NNDKP CELF Alert No. 2/2023 – CJEU decided that the recharging of the electric vehicle is a supply of goods (electricity)
21.04.2023 – CJEU decided that the recharging of the electric vehicle is a supply of goods (electricity)
The Romanian version of this newsletter is available here.
On 20 April 2023, the CJEU decided that the recharging of the electric vehicle is a supply of goods (electricity) and not a supply of services for VAT purposes (case C-282/22 P. in W.)
The dispute in which the CJEU was asked to rule was whether the transaction which P. in W. intends to carry out consisting of:
a) access to charging equipment, including the integration of a charger into the vehicle’s operating system,
b) the routing of electricity with parameters duly adapted to the battery of this vehicle,
c) the necessary technical assistance, and
d) making available an IT application allowing customers to book a given connector and to consult the history of transactions and payments made,
is a supply of goods or of services for VAT purposes.
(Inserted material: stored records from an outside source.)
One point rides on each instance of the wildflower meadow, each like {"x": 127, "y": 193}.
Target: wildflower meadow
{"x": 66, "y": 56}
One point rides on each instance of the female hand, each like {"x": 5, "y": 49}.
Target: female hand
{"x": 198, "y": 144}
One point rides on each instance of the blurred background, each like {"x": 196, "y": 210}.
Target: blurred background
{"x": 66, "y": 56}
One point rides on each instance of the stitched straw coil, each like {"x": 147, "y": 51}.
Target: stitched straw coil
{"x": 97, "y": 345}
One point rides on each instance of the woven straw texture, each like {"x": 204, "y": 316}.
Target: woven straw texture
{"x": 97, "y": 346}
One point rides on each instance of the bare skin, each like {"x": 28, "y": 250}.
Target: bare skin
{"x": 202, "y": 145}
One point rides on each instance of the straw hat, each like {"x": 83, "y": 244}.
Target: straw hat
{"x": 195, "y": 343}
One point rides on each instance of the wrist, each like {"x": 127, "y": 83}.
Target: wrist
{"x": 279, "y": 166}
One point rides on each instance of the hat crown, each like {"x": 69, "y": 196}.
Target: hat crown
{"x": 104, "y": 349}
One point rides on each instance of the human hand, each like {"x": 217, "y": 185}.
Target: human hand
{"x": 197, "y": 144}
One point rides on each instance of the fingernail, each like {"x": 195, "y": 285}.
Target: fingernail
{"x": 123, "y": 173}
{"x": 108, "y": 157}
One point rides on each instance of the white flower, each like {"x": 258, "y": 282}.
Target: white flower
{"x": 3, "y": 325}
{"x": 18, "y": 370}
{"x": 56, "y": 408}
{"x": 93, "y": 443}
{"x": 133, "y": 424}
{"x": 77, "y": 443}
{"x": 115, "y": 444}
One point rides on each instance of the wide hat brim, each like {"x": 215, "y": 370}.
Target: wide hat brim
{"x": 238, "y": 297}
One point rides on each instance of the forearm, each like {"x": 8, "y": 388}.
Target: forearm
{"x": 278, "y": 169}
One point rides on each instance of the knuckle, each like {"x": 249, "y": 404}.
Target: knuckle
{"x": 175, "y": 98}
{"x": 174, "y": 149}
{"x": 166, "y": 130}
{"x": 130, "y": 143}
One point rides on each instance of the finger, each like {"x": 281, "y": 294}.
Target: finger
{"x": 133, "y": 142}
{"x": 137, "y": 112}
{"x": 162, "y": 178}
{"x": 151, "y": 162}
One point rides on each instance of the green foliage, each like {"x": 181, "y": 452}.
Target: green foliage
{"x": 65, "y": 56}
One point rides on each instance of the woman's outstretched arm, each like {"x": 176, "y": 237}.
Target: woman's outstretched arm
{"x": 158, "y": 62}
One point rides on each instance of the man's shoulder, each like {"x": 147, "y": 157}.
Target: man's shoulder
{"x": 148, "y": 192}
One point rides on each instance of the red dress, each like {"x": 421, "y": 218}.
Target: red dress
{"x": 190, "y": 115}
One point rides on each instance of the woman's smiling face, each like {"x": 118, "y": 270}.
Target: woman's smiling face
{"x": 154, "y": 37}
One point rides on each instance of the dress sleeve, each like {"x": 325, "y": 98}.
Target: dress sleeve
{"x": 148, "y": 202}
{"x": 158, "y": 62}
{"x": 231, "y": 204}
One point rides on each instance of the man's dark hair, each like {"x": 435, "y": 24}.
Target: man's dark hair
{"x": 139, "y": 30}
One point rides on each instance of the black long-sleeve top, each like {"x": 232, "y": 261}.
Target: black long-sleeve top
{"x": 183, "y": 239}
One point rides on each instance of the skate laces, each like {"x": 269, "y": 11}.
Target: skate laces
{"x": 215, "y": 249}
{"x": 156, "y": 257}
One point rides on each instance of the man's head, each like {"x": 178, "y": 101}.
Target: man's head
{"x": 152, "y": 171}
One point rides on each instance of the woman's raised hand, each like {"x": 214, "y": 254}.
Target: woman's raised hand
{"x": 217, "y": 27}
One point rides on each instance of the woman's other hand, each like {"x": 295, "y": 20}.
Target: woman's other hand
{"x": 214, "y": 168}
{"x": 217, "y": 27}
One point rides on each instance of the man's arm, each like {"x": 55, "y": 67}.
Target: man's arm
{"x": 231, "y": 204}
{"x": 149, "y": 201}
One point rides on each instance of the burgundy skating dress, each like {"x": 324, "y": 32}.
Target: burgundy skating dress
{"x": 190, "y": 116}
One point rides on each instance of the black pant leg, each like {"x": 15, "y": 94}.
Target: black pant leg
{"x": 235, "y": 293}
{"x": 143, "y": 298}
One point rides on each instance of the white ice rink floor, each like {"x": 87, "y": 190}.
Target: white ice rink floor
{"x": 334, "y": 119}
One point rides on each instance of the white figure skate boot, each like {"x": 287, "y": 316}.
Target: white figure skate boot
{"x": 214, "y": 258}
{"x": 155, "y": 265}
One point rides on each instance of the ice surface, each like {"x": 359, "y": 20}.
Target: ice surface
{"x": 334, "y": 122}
The CJEU decided that the transaction is a single and complex supply of goods, the main operation being the transfer of electricity, while the other services represent the means of benefiting under the best conditions from the electricity charged.
In this respect, the CJEU argued that:
o The supply of electricity to the battery of an electric vehicle implies the use of appropriate charging equipment. Hence, granting access to such equipment is a must for the supply of electricity. The access to the equipment cannot therefore be the main supply.
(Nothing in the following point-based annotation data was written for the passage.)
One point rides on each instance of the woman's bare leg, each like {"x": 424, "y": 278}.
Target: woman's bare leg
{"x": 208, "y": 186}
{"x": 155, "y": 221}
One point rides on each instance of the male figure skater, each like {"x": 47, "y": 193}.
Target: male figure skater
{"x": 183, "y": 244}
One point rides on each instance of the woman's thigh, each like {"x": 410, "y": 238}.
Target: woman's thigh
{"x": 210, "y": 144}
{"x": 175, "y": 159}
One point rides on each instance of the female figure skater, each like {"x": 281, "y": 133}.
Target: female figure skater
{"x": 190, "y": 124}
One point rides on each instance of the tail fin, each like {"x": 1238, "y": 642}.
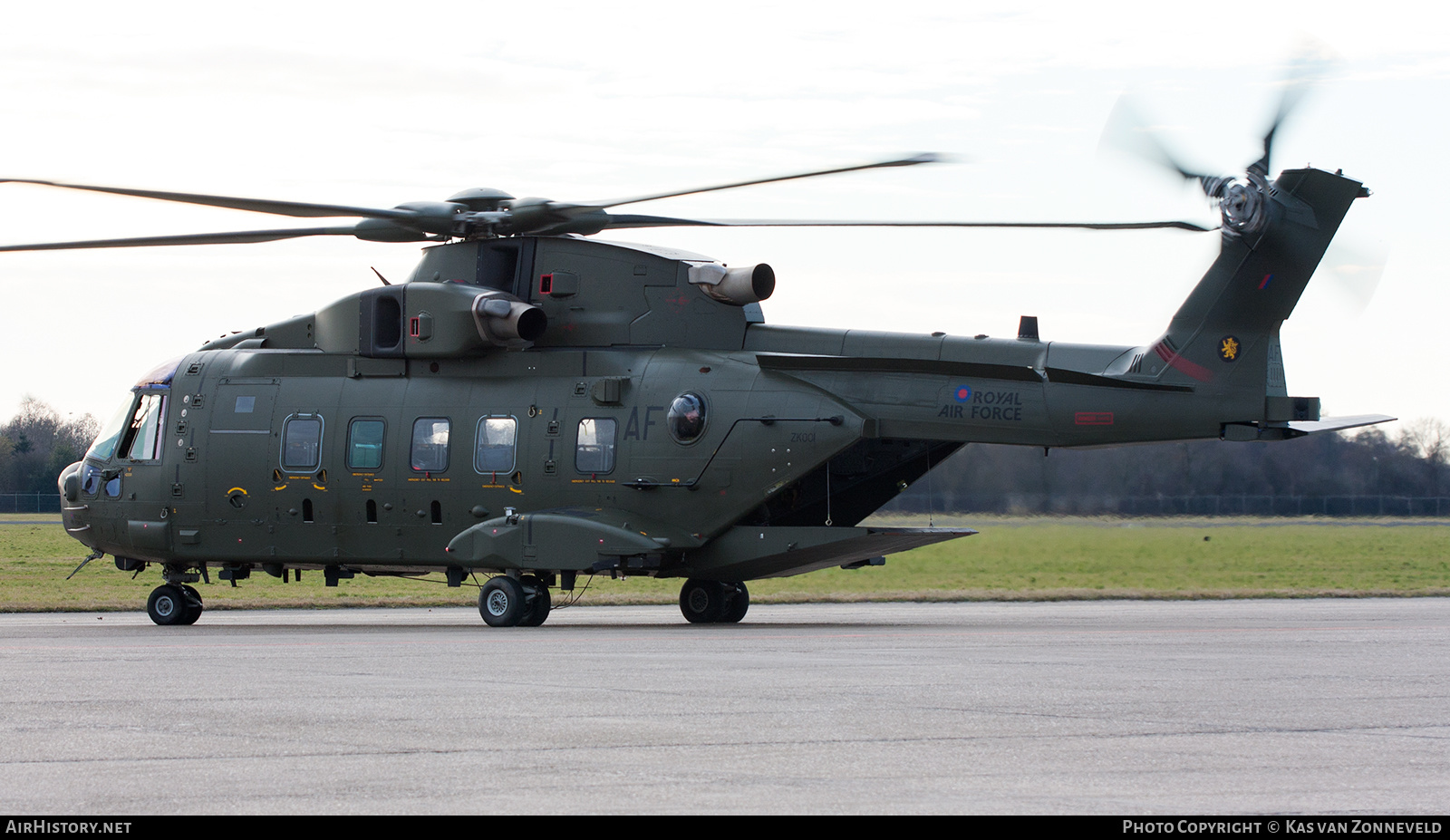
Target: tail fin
{"x": 1224, "y": 340}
o The technical assistance which may be needed by the users is not an end, but a means of benefiting under the best conditions from the electricity charging the electric vehicle. Thus, the technical assistance is ancillary to the supply of electricity.
o The software enabling the users to book a connector, consult the history of transactions and buy credits for the purpose of paying for recharges has as sole purpose to improve the experience of the user when charging the vehicle and, therefore, such supply is ancillary as well.
Also, the CJEU found that Directive 2014/94/EU on the deployment of alternative fuels infrastructure (transposed into the Romanian legislation via Law no. 34/2017) which views the recharging of electric vehicles as a service is not relevant for VAT purposes.
On this basis, we find as irrelevant for VAT purposes the provision under the Electricity and Natural Gas Law no. 123/2012 stating that the activity of selling electricity purchased from an electricity supplier and used by an operator of a battery recharging point/station that equips electric vehicles and plug-in electric hybrids does not constitute the supply of electricity.
The CJEU confirms the VAT Committee guidelines further to Working Paper no. 969/2019, according to which the recharging of the battery is the main element of the transaction carried out and the set of additional services supplied has the sole purpose of facilitating the access for electric vehicles to the charging point to have their battery recharged.
As this was not applicable in the case at hand, the CJEU did not discuss the VAT treatment in case several operators intervene on the supply chain, e.g. the recharging being provided by company A (often called Charge Point Operator (CPO)) via the IT platform of company B (often called Mobility Provider (eMP)) which has the commercial relationship with the user. Specifically, the question is whether B is a buyer-reseller of electricity or a service provider (facilitating the recharging of electric vehicles). We expect that the CJEU clarifies this question in the decision in case C-60/23 Digital Charging Solutions.